The third change, which is the logical consequence of the previous one, is the comeback of States intervention in enterprises life. The re-industrialization and the rebuilding of the supply chains, made necessary by the political threats, regarding Russia or China, cannot be achieved in following the market rules because they will generate supplementary costs and enterprises will not spontaneously engage them. It is the reasoning the American administration has done and it is going to be followed by Brussels which has opened the door, which was unthinkable three years ago, to a reform of the supports offered by the States to enterprises. To that international environment which creates new constrains must be added environmental stakes. The market rules will not naturally lead to build shorter supply chains, to reduce greenhouse gas emissions and to develop renewables. The States will so facilitate the necessary investments through subsidizing them or through offering privileged financial conditions.

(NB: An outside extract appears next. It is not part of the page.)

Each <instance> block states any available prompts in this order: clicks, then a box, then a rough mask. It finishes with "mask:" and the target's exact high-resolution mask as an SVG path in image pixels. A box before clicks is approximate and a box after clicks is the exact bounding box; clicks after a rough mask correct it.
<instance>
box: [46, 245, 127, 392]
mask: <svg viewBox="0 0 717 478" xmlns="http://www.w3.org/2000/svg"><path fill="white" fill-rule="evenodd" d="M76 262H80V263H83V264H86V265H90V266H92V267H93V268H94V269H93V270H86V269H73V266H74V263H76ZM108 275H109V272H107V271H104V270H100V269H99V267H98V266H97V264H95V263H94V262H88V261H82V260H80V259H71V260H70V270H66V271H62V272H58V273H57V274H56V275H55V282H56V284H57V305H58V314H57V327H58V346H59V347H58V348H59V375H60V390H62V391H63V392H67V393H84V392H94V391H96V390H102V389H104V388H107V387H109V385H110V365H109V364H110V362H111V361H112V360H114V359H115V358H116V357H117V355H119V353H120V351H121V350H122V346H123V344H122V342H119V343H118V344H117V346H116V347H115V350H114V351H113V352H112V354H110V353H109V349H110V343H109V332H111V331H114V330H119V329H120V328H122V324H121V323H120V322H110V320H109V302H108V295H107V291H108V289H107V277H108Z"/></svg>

The energy crisis in Europe has also shown a major weakness. The liberalization of the production and of the marketing of natural gas and electricity has exposed countries to a high foreign dependance for these strategic goods. It has not protected consumers and enterprises against massive price increases and several big suppliers have even had, as Uniper in Germany, to be nationalized or to receive very important public subventions. The States comeback to protect essential public services is so unavoidable.
These ones will also have to intervene in order that the conversion of transport modes into less CO2 emitting sources occurs in the announced timing. Important aids are already promised regarding the construction of batteries plants in the U.S. as in Europe and to repatriate the production of the semi-conductors which will notably equip private vehicles and trucks in the future.
The economic world is so really at a turning point and the rules as the ways of thinking which have been applied these last decades are now obsolete. A large effort of reflection and of concertation is essential in order that this new reality is well understood both by political leaders and by concerned economic agents.